Does pretraining on multi-site synthetic data have additional benefit over pretraining on single-site synthetic data? Here we compare our default setting (generating $10 \times n_{\mathrm{real}}$ images at each site and pulling them together) to the setting of generating $20 \times n_{\mathrm{real}}$ images at one site. In both settings, a U-Net is pretrained with the synthetic images and fine-tuned with the real local data. The experiments are performed for two sites with the \textbf{Cervix} data. Table~\ref{tab:synlocal} demonstrates that the networks pretrained with the local synthetic data (\textit{syn-local-real}) achieve on average 2.7 DS worse performance than the networks pretrained on pooled synthetic data (\textit{syn-real}). This result empirically demonstrates the benefit of bringing data from multiple sites together.

\begin{table}[h!]
    \fontsize{8pt}{8pt}\selectfont
    \centering
    \caption{Comparison of no pretraining (\textit{real}) to pretraining on local synthetic data only (\textit{syn-local-real}) or pooled synthetic data (\textit{syn-real}) in the \textbf{Cervix} setting.
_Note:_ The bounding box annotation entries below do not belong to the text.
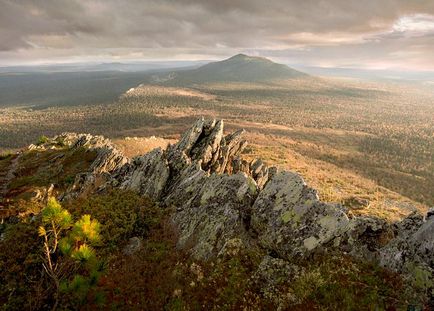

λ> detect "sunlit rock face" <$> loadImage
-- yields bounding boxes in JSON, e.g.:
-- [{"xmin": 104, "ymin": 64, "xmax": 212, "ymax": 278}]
[{"xmin": 56, "ymin": 119, "xmax": 434, "ymax": 288}]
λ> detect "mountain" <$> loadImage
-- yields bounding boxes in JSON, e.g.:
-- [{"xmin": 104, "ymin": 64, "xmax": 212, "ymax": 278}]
[
  {"xmin": 0, "ymin": 118, "xmax": 434, "ymax": 310},
  {"xmin": 159, "ymin": 54, "xmax": 308, "ymax": 85}
]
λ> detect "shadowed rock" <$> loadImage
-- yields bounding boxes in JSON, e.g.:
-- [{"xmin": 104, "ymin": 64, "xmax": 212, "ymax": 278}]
[{"xmin": 39, "ymin": 118, "xmax": 434, "ymax": 292}]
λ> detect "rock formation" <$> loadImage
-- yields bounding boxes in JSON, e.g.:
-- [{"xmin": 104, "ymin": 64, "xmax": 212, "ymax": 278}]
[{"xmin": 33, "ymin": 119, "xmax": 434, "ymax": 298}]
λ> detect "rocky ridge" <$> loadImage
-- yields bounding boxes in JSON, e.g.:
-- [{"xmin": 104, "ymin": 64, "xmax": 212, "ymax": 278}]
[{"xmin": 35, "ymin": 119, "xmax": 434, "ymax": 298}]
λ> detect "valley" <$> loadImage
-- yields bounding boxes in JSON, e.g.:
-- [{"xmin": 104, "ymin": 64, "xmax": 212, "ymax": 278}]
[{"xmin": 0, "ymin": 62, "xmax": 434, "ymax": 219}]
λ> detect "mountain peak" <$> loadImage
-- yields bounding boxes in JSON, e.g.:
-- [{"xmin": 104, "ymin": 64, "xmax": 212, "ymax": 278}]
[{"xmin": 160, "ymin": 53, "xmax": 307, "ymax": 85}]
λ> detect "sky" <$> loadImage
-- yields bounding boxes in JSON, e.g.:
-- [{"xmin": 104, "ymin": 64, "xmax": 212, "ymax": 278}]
[{"xmin": 0, "ymin": 0, "xmax": 434, "ymax": 71}]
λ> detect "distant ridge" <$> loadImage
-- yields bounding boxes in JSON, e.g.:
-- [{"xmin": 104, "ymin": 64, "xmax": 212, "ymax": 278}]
[{"xmin": 158, "ymin": 54, "xmax": 308, "ymax": 85}]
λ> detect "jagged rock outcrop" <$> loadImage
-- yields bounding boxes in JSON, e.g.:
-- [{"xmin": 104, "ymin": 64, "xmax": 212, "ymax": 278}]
[
  {"xmin": 251, "ymin": 172, "xmax": 349, "ymax": 258},
  {"xmin": 42, "ymin": 119, "xmax": 434, "ymax": 294},
  {"xmin": 50, "ymin": 133, "xmax": 129, "ymax": 200}
]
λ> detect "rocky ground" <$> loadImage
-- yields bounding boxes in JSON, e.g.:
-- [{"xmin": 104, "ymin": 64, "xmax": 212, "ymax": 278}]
[{"xmin": 0, "ymin": 119, "xmax": 434, "ymax": 309}]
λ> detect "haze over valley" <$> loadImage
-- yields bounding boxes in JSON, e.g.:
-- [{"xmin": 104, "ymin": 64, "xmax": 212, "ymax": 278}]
[{"xmin": 0, "ymin": 0, "xmax": 434, "ymax": 310}]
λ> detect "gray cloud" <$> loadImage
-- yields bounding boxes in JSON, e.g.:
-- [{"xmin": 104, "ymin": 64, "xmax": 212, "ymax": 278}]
[{"xmin": 0, "ymin": 0, "xmax": 434, "ymax": 69}]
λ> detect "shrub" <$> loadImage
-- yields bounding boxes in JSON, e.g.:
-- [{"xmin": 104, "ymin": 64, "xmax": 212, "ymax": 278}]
[{"xmin": 68, "ymin": 190, "xmax": 164, "ymax": 251}]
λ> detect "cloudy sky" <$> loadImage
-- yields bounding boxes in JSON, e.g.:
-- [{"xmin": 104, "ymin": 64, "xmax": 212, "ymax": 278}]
[{"xmin": 0, "ymin": 0, "xmax": 434, "ymax": 70}]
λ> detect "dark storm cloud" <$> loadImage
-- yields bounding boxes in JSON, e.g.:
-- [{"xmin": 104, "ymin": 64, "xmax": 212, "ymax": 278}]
[{"xmin": 0, "ymin": 0, "xmax": 434, "ymax": 66}]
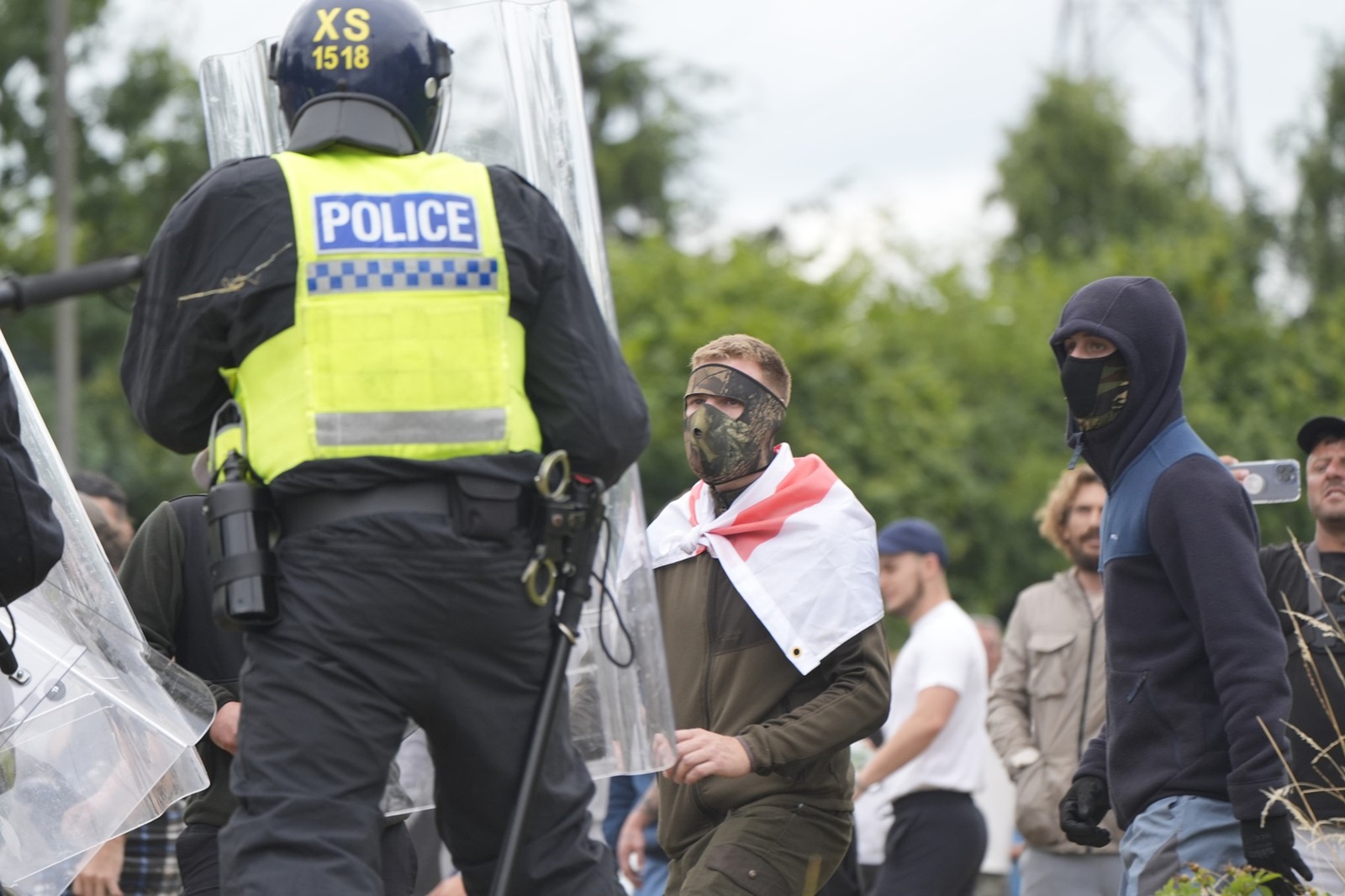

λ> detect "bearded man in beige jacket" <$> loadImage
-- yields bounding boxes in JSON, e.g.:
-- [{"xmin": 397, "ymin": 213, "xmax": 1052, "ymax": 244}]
[{"xmin": 986, "ymin": 464, "xmax": 1121, "ymax": 896}]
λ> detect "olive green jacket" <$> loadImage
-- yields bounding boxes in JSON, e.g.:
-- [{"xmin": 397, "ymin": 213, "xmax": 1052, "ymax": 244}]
[{"xmin": 655, "ymin": 553, "xmax": 892, "ymax": 858}]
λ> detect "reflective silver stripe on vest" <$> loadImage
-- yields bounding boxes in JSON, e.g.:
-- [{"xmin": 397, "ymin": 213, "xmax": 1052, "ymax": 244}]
[{"xmin": 318, "ymin": 408, "xmax": 506, "ymax": 446}]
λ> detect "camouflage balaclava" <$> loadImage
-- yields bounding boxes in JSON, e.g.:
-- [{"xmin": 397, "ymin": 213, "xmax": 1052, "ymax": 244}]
[
  {"xmin": 683, "ymin": 363, "xmax": 784, "ymax": 486},
  {"xmin": 1060, "ymin": 351, "xmax": 1130, "ymax": 432}
]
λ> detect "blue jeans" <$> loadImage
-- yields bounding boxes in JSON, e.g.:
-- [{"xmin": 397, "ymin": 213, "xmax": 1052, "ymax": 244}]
[{"xmin": 1121, "ymin": 797, "xmax": 1247, "ymax": 896}]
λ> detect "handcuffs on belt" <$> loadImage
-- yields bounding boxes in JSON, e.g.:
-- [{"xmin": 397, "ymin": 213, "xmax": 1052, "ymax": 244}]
[{"xmin": 522, "ymin": 451, "xmax": 603, "ymax": 607}]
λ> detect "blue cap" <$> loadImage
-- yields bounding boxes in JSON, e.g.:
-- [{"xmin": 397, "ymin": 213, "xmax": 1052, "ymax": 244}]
[{"xmin": 878, "ymin": 517, "xmax": 948, "ymax": 569}]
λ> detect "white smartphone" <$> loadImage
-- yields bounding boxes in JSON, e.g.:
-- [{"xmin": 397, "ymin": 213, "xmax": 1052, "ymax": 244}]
[{"xmin": 1231, "ymin": 460, "xmax": 1303, "ymax": 504}]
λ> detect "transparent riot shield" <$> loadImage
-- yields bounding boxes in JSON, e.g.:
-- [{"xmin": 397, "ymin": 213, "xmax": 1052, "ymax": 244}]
[
  {"xmin": 200, "ymin": 0, "xmax": 672, "ymax": 777},
  {"xmin": 0, "ymin": 329, "xmax": 215, "ymax": 896}
]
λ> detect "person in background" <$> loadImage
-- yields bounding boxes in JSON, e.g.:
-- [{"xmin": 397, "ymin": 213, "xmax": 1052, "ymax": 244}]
[
  {"xmin": 66, "ymin": 471, "xmax": 183, "ymax": 896},
  {"xmin": 856, "ymin": 519, "xmax": 987, "ymax": 896},
  {"xmin": 986, "ymin": 464, "xmax": 1121, "ymax": 896}
]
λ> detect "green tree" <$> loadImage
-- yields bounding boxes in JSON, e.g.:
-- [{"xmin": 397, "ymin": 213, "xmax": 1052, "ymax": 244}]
[
  {"xmin": 1287, "ymin": 47, "xmax": 1345, "ymax": 323},
  {"xmin": 574, "ymin": 0, "xmax": 715, "ymax": 238},
  {"xmin": 989, "ymin": 76, "xmax": 1256, "ymax": 269},
  {"xmin": 0, "ymin": 0, "xmax": 207, "ymax": 517}
]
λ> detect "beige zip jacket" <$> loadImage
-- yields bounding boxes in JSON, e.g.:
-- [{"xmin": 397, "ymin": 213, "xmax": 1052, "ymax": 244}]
[{"xmin": 986, "ymin": 569, "xmax": 1121, "ymax": 854}]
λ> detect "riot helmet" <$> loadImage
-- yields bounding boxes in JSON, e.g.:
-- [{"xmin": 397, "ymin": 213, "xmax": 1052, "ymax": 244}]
[{"xmin": 271, "ymin": 0, "xmax": 453, "ymax": 150}]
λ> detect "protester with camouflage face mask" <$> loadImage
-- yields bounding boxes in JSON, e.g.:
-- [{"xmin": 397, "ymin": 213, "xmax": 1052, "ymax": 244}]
[
  {"xmin": 617, "ymin": 335, "xmax": 890, "ymax": 896},
  {"xmin": 683, "ymin": 363, "xmax": 784, "ymax": 488}
]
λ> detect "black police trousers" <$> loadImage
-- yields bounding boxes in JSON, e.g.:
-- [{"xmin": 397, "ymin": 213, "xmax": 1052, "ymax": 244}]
[{"xmin": 219, "ymin": 513, "xmax": 621, "ymax": 896}]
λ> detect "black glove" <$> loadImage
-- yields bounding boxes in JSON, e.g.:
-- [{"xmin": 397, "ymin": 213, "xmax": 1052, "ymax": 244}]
[
  {"xmin": 1242, "ymin": 815, "xmax": 1313, "ymax": 896},
  {"xmin": 1060, "ymin": 775, "xmax": 1113, "ymax": 846}
]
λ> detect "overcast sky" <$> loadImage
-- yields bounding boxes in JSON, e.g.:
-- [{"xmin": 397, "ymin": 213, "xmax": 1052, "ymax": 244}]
[{"xmin": 113, "ymin": 0, "xmax": 1345, "ymax": 265}]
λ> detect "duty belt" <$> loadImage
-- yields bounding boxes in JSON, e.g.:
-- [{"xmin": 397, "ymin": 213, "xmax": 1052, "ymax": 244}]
[{"xmin": 277, "ymin": 475, "xmax": 531, "ymax": 537}]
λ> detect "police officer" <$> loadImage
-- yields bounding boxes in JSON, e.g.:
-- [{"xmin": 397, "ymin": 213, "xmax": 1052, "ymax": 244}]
[
  {"xmin": 123, "ymin": 0, "xmax": 648, "ymax": 896},
  {"xmin": 0, "ymin": 352, "xmax": 66, "ymax": 599}
]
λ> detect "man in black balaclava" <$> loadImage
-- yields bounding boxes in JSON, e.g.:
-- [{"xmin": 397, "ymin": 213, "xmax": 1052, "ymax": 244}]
[{"xmin": 1051, "ymin": 277, "xmax": 1310, "ymax": 896}]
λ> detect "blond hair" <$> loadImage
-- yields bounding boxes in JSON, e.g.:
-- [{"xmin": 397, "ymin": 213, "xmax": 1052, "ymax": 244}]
[
  {"xmin": 1031, "ymin": 463, "xmax": 1101, "ymax": 557},
  {"xmin": 691, "ymin": 332, "xmax": 794, "ymax": 405}
]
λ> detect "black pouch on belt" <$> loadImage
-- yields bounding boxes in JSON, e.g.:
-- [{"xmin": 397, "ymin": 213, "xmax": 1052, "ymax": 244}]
[{"xmin": 448, "ymin": 475, "xmax": 531, "ymax": 540}]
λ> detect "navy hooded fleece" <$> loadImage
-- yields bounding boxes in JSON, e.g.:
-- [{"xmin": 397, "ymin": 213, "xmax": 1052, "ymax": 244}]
[{"xmin": 1051, "ymin": 277, "xmax": 1290, "ymax": 827}]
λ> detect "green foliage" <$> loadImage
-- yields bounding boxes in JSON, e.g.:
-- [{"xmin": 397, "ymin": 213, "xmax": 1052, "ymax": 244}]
[
  {"xmin": 1287, "ymin": 47, "xmax": 1345, "ymax": 322},
  {"xmin": 574, "ymin": 0, "xmax": 715, "ymax": 238},
  {"xmin": 0, "ymin": 2, "xmax": 207, "ymax": 517},
  {"xmin": 1157, "ymin": 865, "xmax": 1321, "ymax": 896},
  {"xmin": 990, "ymin": 76, "xmax": 1237, "ymax": 262},
  {"xmin": 610, "ymin": 70, "xmax": 1345, "ymax": 614}
]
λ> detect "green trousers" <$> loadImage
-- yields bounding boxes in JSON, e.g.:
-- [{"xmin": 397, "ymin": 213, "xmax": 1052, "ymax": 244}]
[{"xmin": 664, "ymin": 804, "xmax": 854, "ymax": 896}]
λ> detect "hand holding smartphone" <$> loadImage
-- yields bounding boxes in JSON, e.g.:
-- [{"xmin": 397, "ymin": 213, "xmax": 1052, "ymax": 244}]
[{"xmin": 1228, "ymin": 459, "xmax": 1302, "ymax": 504}]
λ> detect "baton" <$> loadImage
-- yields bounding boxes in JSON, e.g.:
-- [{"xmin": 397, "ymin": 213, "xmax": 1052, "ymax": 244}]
[
  {"xmin": 489, "ymin": 452, "xmax": 603, "ymax": 896},
  {"xmin": 0, "ymin": 256, "xmax": 145, "ymax": 311}
]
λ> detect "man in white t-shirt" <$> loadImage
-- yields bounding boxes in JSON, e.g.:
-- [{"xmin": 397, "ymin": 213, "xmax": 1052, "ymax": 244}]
[{"xmin": 856, "ymin": 519, "xmax": 986, "ymax": 896}]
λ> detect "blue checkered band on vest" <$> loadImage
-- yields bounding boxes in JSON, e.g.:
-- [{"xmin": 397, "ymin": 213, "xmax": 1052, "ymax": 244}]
[{"xmin": 308, "ymin": 258, "xmax": 499, "ymax": 296}]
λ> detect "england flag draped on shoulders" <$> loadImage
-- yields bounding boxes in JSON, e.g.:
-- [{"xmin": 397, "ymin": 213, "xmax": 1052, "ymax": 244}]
[{"xmin": 648, "ymin": 443, "xmax": 883, "ymax": 676}]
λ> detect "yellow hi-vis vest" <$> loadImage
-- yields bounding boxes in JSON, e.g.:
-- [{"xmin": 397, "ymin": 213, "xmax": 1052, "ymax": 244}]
[{"xmin": 220, "ymin": 148, "xmax": 542, "ymax": 482}]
Mean $\pm$ st. dev. are reported for 5 folds.}
    \begin{NiceTabular}{@{}l|@{}c@{\hspace{2pt}}|cc|cc|cc@{}} \toprule
    \Block{2-1}{Metric} & \Block{2-1}{\hspace{2pt}Test\\\hspace{1pt}site} & \Block{1-6}{Training setting} \\
    \cmidrule{3-8}
    & & real A & real B & syn-local-real A & syn-local-real B & syn-real A & syn-real B \\\midrule
    \Block{2-1}{DS} & A & $80.1 \pm 1.9$ & $72.2 \pm 3.9$ & $80.0 \pm 1.8$ & $72.9 \pm 3.2$& $80.2 \pm 1.7$  & $78.5 \pm 2.1$\\
                    & B & $70.8 \pm 2.5$ & $73.7 \pm 4.4$ & $71.6 \pm 1.7$ & $73.3 \pm 3.8$ & $74.1 \pm 1.8$  & $75.9 \pm 1.6$\\
    \bottomrule
    
    \end{NiceTabular}
    \label{tab:synlocal}
\end{table}

\section{Comparison to the standard StyleGAN2 architecture} \label{app:square-gan}

To experimentally confirm that transferring the nnU-Net architectural parameters to StyleGAN2 is reasonable, we compare our GANs to the standard StyleGAN2 trained with square images of a resolution of a power of two. The experiment is performed with the Polyp-B data, for which the nnU-Net determined resolution ($388\times320$) is the farthest from a square where the dimensions of the sides are a power of two (note that for such images our StyleGAN2 architecture would be exactly the same as the standard one). The images are resized to the closest power of two ($256\times256$), and the standard StyleGAN2 is trained. Then synthetic images are generated and resized to $388\times320$. Afterwards, the Frechet Inception Distance (FID)~\cite{heusel_gans_2017} is calculated between them and the real images. FID is an established metric of GAN quality, lower values are better. 

We compare the FID of the StyleGAN2-$256\times256$ to our StyleGAN2-$388\times320$, and  find the latter to achieve better results ($102.4 \pm 4.0$ FID vs $88.0 \pm 3.2$ FID). This confirms that the architecture is reasonable, as it was able to make use of the increased resolution of its inputs to achieve higher generation quality.